The vision of the API cluster is to establish an innovative, competitive and world-class API manufacturing facility, not only for South Africa, but in the African context, which experienced restrictions and disruptions of supplies of medicines, vaccines and reagents to conduct tests during the Covid-19 pandemic-impacted period, he said, echoing an earlier point by South African Medical Research Council international business development director and API Cluster lead Professor Richard Gordon.

"The approach is to harness the [intellectual property], not only of smaller companies, but also in academic and higher education institutions and their capacity in terms of process development, and to use and test that technology and bring it into the forum of API synthesis," said Van der Klashorst.

The API Plus laboratory will work to transition these novel technologies into good manufacturing processes and commercial manufacturing processes.

"The API Lab will take those novel types of developed processes that are high yielding and translate them into commercial, high-isolate-yielding processes," he illustrated.

Further, Manamela said South Africa's marginal local manufacturing of pharmaceuticals and dependence on imports comes at the cost of the health security of its citizens.

"Local manufacturing of APIs has been a priority in the country with the large-scale rollout of ARVs for the treatment of HIV and Aids, and South Africa is one of the largest procurers of ARVs worldwide," he said.

The World Health Organisation recently released new guidelines for HIV and tuberculosis (TB) treatments and a number of innovations in this area.

"We believe this has placed increased significance on the need to harness investment by private and nongovernmental organisations as a way to strengthen our scientific and technological competencies and thereby enhance our capacity to address some health challenges, including relating to HIV, TB and malaria," said Manamela.

The country's strength in API procurement and in the packaging, labelling, distribution and sale of pharmaceuticals has not translated into API manufacturing strength.

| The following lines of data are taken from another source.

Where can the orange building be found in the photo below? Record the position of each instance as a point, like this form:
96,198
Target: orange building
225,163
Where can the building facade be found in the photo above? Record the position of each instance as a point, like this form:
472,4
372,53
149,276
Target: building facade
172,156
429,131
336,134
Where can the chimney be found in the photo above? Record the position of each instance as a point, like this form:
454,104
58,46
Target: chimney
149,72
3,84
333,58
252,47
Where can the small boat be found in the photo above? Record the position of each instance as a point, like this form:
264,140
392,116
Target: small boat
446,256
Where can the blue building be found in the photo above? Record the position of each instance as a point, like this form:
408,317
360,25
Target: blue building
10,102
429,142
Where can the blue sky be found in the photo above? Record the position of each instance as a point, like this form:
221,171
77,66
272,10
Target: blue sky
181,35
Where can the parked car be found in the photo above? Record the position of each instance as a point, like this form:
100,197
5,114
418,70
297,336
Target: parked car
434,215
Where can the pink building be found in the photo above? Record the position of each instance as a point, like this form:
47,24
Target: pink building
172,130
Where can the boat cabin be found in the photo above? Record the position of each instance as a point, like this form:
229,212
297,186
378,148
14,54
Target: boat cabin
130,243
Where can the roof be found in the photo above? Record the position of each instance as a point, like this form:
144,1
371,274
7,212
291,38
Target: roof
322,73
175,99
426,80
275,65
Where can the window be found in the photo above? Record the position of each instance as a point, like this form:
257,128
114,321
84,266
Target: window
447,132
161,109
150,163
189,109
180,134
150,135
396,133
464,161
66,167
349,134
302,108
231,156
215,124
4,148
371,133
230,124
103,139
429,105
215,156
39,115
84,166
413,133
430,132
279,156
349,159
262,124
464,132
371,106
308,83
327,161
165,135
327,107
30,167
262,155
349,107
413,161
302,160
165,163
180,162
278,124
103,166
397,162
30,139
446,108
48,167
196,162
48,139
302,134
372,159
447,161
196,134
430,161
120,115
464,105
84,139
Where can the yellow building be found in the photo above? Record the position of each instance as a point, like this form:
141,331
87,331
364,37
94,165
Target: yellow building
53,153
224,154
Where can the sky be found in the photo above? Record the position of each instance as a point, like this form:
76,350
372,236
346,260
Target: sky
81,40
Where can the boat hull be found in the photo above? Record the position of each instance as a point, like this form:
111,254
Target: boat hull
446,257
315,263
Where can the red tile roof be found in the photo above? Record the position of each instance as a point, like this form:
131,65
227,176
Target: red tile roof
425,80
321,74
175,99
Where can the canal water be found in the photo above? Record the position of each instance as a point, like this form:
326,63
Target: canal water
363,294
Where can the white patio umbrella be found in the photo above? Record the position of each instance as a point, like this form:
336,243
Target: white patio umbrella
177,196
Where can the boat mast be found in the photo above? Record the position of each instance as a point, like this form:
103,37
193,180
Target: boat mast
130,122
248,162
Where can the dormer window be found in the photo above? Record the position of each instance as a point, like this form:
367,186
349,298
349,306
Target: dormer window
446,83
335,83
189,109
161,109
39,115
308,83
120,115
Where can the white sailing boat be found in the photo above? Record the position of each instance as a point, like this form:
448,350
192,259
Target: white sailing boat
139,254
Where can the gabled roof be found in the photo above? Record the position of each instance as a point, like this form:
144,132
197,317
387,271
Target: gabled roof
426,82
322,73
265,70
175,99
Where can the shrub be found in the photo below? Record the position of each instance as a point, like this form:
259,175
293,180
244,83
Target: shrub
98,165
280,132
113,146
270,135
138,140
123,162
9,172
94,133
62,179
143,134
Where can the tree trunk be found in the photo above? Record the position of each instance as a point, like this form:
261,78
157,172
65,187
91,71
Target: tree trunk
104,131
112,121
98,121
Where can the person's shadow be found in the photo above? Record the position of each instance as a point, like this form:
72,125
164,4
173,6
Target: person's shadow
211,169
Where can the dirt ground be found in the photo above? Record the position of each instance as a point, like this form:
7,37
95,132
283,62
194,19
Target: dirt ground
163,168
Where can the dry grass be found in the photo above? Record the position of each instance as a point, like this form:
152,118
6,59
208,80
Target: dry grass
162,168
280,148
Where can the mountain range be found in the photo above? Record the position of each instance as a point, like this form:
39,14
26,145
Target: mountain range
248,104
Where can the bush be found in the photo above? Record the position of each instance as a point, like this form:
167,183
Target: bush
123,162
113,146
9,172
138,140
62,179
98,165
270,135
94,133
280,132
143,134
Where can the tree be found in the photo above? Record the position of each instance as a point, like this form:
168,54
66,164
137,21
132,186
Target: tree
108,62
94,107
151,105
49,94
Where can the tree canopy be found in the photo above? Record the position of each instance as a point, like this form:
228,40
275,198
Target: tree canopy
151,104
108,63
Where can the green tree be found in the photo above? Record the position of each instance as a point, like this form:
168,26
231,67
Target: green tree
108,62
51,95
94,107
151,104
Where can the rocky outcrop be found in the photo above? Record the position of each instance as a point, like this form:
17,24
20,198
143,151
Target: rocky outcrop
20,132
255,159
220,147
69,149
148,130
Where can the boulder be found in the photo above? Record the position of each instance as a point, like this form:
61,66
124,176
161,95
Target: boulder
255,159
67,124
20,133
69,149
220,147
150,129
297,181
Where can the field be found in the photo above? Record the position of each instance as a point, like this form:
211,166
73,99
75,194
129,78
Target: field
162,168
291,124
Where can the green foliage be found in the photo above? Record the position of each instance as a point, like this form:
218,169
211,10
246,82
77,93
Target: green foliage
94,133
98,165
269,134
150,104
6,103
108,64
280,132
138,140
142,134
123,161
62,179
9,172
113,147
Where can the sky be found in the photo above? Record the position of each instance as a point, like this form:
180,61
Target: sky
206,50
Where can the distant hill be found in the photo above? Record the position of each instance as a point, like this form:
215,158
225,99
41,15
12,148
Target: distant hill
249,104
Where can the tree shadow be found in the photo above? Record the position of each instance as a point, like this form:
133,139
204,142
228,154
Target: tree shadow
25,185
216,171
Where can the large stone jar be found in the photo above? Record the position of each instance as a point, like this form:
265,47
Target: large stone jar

The Department of Science and Innovation national bioeconomy strategy has among its objectives the aim to strengthen local research, development and capacity to manufacture APIs, vaccines, biopharmaceutical diagnostics, prophylactics and medical devices to address the disease burden and ensure security and sustainability of supply, he said.

"The setting up of the API cluster must be viewed as implementation of the country's bioeconomy strategy and the goal of growing the South African health economy by providing locally developed and relevant APIs, diagnostics and medical devices, and to grow the manufacturing thereof.

"For API manufacturing to be viable and sustainable in the country, we need to develop world-class pharmaceutical manufacturing technology with the supporting skills so that we can produce APIs and finished medicines by local companies and for the regional export market," said Manamela.

For the API Technology Innovation Cluster model to be sustainable, there needs to be a much more attractive incentive basket offered to prospective investors to address key investment decision drivers, including, for example, security of offtake, skills incentives, expatriate support and capital intensive investment rebate schemes, he added.

"South Africa must pursue investment to establish local API manufacturing capability much more vigorously, as it has many direct and indirect benefits, including the growth of the industry and the direct creation of highly skilled jobs, he said.